Recovery and What to Expect After
If the catheter went through your wrist, you’ll have a compression band on your wrist for a few hours. If it went through your groin, you’ll need to lie flat for several hours to let the puncture site seal. Groin access more commonly requires a vascular closure device to help stop bleeding at the insertion point.
Most people return to normal physical activity and work within a few days to a week. Your doctor will give you specific guidance on when you can drive, lift heavy objects, or exercise based on which access site was used and how the procedure went. The wrist approach generally allows a quicker return to daily activities because there’s less restriction on leg movement.
The most important part of aftercare is medication. You’ll be prescribed dual antiplatelet therapy to prevent blood clots from forming on the new stent.
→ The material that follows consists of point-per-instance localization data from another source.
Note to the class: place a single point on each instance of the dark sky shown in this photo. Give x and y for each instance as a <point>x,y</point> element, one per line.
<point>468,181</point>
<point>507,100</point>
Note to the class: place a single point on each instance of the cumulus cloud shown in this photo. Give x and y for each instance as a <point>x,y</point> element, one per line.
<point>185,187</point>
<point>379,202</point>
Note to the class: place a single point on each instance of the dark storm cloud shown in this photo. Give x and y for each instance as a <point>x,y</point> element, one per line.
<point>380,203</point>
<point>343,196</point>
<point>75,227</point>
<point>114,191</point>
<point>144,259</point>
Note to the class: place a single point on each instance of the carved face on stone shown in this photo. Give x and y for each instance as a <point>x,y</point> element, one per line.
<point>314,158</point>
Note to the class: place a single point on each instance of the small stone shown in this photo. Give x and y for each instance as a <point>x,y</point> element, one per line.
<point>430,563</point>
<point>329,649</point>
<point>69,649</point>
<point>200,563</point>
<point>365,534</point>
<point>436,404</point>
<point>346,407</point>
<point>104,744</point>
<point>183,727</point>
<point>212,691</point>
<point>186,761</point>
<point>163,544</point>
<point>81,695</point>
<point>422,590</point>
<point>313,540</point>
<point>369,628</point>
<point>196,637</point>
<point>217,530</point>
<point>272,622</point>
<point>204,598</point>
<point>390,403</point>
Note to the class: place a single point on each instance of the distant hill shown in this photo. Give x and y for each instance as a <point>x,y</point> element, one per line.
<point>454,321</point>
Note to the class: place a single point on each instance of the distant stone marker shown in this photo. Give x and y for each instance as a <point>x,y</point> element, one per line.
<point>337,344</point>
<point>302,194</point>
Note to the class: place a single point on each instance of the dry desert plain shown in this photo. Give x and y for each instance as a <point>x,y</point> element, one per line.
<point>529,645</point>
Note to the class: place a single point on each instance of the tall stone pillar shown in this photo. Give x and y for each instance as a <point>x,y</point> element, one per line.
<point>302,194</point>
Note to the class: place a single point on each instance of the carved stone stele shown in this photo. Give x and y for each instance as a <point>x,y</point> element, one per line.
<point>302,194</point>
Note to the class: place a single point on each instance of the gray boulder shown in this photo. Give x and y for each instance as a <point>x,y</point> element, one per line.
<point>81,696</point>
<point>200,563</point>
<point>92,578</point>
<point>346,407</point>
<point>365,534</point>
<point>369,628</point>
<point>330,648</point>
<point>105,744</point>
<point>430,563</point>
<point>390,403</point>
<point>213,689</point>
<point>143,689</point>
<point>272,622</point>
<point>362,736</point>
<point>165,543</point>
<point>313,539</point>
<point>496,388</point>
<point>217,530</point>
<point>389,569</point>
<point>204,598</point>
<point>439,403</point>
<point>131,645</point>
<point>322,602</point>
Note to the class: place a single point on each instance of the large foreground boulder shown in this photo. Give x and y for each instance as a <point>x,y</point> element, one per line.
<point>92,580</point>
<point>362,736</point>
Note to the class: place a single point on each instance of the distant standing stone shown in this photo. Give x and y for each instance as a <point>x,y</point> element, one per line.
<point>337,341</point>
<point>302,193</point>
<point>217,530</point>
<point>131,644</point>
Stopping these medications early is one of the biggest risk factors for a dangerous clot inside the stent, so sticking to the prescribed schedule is critical. You’ll also likely be on cholesterol-lowering medication and may need blood pressure drugs as part of long-term heart disease management.
How Safe Is the Procedure
Stent placement is one of the most commonly performed heart procedures worldwide, and serious complications are uncommon. In-hospital rates of major adverse cardiovascular events (heart attack, stroke, or death related to the procedure) run well below 1% in most studies. Bleeding at the catheter insertion site is the most frequent minor complication, and it’s usually manageable with pressure or a closure device.
Success rates vary depending on the complexity of the blockage. For routine blockages, procedural success rates are very high. Even for completely blocked arteries, which represent the most technically challenging cases, specialist operators achieve success rates above 90%. The key factor is the experience of the team performing the procedure, with dedicated high-volume operators consistently outperforming those who do fewer cases.